Integrating all these documents may seem like a hopeless, vainglorious task, and perhaps it is, at least if it is to be accomplished in one go.  That hasn't stopped people from trying, though; indeed, one strain of the Open Access debate envisions a seamless network of all research materials available to anyone, anywhere, at any time, at no cost to the user and with the convenience of a mouse-click.  As a practical matter, however, there are so many things in the way of this New Alexandrian Library, ranging from copyright conflicts to fundamental questions as to how the infrastructure is to be defined, built, and funded, it may be that a less ambitious tortoise will get much further than the hares of Alexandria and Open Access.

5. The Casaubon platform.  The goal of Project Casaubon would be to create a common platform for all academic materials.  We needn't get into where the data for such a project would physically reside, since with the Internet and given enough bandwidth to move things around rapidly, physical location is meaningless to a user equipped with a Web browser.  It may be that Casaubon would have a single, global, centralized database to house everything.  (I am not getting into questions of back-up and long-term archiving.)  Or it may be that a Casaubon database would be unique to each institution.  Or perhaps some institutions would have special prominence and house data for a consortium (Example: Stanford, as the preeminent institution for the central coast of California, might manage the database for any number of smaller institutions such as San Jose State and Cabrillo College).  Or perhaps Casaubon would distribute the database across a wide range of institutions.  No matter: this is for computer architects to address.  It is not for technical reasons that Casaubon does not exist today, but because the rationale to place content into such a database is missing.

Project Casaubon would include a set of specifications for what a Casaubon-compliant document is.  Publishers would be required to put their documents into this format; failure to comply will cut into sales.  The published document would then be uploaded to the Casaubon repository, where the various Casaubon tools for searching, indexing, automated linking, and much, much more could be brought to bear on the document.  The library would no longer license content that resides on a publisher's server or anywhere else other than Casaubon.  The repository would grow with the Casaubon-compliant documents, creating a seed to attract other documents.

My instinct is that the place to start such a project is with scholarly monographs, in part because this is something of a neglected part of a library's thinking about digitization, at least in comparison to the digital energy that is going into the serials area, especially for STM.  A few years ago Questia, a commercial start-up, attempted to do something like this, but the plan was doomed from the beginning, as it bypassed libraries and took on the burden of having to market to 15 million undergraduates, essentially giving Questia the overhead of a consumer marketing company.  With Casaubon the costs are a fraction of Questia's and the utility is much greater.  After the initial cost of developing the specifications for the repository or repositories and setting up the database management system with attendant user interfaces, the repository grows book by book, article by article, one small philanthropic grant at a time.  Thus, the cost of building the system is stretched out over a long period to time and the work is spread across the global academic community.

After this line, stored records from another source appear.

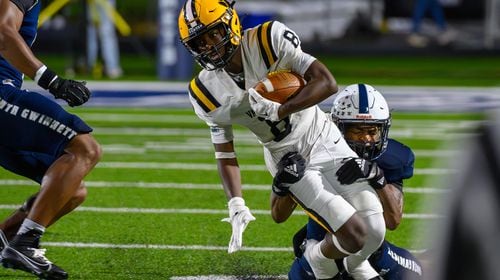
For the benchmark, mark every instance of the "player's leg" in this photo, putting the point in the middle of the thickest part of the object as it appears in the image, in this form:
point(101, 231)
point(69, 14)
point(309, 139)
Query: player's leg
point(11, 225)
point(385, 261)
point(335, 214)
point(50, 130)
point(367, 205)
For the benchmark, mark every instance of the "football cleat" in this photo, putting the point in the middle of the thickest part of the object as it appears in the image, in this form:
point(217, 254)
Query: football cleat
point(24, 253)
point(3, 241)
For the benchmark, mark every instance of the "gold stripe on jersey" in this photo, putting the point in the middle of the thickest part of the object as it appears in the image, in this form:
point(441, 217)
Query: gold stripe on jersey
point(316, 217)
point(265, 44)
point(202, 96)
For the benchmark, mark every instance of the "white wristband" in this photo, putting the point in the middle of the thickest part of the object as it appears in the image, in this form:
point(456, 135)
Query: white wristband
point(39, 73)
point(225, 155)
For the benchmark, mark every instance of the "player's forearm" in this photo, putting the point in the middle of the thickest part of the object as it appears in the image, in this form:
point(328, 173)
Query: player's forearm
point(392, 202)
point(320, 85)
point(17, 53)
point(12, 46)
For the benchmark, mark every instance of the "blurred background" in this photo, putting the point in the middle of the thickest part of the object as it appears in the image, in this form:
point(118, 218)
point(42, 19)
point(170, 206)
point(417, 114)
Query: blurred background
point(158, 168)
point(149, 48)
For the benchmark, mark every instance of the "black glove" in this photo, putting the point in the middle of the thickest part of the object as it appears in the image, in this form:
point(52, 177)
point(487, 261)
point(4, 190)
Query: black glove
point(291, 169)
point(358, 168)
point(73, 92)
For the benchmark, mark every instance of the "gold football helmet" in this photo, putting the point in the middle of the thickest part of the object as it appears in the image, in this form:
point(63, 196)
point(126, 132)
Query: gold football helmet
point(200, 16)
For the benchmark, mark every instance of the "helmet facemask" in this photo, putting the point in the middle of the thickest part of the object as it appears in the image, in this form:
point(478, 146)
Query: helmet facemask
point(217, 56)
point(197, 18)
point(368, 150)
point(358, 111)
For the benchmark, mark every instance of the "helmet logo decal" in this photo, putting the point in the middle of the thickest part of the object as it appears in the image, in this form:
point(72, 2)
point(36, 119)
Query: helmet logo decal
point(190, 15)
point(363, 99)
point(224, 3)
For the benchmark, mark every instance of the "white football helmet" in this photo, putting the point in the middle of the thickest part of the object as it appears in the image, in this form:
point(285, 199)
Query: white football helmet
point(361, 104)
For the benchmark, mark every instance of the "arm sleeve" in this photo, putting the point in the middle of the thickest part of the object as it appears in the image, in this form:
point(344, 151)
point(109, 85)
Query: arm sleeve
point(24, 5)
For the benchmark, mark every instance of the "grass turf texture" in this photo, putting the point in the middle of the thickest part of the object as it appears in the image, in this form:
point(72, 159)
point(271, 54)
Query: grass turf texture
point(192, 146)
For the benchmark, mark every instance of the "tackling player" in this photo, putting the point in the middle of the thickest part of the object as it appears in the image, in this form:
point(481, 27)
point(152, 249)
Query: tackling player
point(39, 140)
point(363, 116)
point(222, 95)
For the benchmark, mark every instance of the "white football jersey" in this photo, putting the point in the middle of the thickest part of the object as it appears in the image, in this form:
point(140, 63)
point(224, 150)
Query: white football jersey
point(219, 101)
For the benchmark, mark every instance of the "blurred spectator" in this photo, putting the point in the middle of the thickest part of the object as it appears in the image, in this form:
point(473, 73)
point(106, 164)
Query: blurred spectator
point(416, 38)
point(101, 32)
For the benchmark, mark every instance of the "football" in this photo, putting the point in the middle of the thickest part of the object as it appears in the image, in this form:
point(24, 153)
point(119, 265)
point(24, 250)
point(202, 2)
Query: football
point(280, 86)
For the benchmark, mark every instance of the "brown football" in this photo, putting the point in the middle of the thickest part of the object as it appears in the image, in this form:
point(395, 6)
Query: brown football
point(280, 86)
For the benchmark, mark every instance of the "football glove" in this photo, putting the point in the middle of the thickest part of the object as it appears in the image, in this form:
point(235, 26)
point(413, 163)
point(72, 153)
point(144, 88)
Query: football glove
point(263, 107)
point(73, 92)
point(291, 169)
point(354, 169)
point(239, 217)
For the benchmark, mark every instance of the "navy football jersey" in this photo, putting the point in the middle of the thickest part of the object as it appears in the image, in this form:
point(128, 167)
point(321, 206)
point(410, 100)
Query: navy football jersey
point(28, 30)
point(391, 261)
point(35, 129)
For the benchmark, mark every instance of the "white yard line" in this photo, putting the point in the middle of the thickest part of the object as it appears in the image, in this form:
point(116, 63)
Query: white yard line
point(228, 277)
point(169, 247)
point(173, 185)
point(131, 210)
point(201, 145)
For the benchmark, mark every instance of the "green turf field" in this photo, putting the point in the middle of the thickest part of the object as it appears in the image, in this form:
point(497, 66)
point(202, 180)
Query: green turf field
point(155, 203)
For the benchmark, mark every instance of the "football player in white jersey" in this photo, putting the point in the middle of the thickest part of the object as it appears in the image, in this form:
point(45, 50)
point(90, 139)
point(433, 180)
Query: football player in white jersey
point(222, 95)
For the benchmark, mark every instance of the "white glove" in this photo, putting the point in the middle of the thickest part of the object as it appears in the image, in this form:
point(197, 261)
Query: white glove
point(239, 217)
point(263, 107)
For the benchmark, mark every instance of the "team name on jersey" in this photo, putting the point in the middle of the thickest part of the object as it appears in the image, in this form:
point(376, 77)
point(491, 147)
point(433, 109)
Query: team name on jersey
point(38, 118)
point(406, 263)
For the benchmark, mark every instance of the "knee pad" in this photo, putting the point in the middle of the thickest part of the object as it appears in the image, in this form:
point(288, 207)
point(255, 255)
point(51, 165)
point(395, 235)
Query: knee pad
point(339, 247)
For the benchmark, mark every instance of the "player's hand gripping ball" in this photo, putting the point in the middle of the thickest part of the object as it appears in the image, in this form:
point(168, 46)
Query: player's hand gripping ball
point(280, 86)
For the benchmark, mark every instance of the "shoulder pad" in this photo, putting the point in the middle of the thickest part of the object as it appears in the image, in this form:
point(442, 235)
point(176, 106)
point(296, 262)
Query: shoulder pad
point(264, 36)
point(397, 162)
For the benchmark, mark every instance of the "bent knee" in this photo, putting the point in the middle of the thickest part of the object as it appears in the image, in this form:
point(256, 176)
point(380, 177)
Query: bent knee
point(352, 235)
point(85, 146)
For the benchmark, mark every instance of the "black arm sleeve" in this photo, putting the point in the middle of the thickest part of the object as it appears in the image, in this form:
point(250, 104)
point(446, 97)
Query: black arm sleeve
point(24, 5)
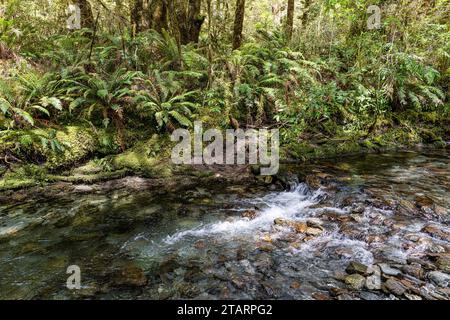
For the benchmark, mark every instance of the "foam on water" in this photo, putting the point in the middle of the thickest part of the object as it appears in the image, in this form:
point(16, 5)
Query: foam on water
point(278, 205)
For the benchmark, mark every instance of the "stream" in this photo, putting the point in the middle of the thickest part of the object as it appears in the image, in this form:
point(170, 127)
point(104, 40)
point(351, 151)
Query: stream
point(387, 216)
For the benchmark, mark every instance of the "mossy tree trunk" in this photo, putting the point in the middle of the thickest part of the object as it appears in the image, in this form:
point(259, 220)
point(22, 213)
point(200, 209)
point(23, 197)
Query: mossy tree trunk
point(87, 18)
point(290, 19)
point(238, 24)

6. The "multicultural" archive.  The multiple cultures I refer to here are the cultures of commerce and the not-for-profit sector.  One of the curious things about much of the current discussion of scholarly communications is the strong feeling in the not-for-profit world that anything that touches the world of commerce is necessarily tainted.  Putting purists and extremists aside (that is, the kind of people who see Starbucks as an agent of global imperialism), there is still a large contingent of scholars and librarians who are very suspicious of anything involving commercial publishers.  And not without good reason: commercial publishers have acted horribly toward the library community in recent years, often combining extortionate price increases with deteriorating customer service.  Thus, more and more members of the academic community now seek to build their own separate world for scholarly communications.  It is in this separate world that the Open Access sect resides.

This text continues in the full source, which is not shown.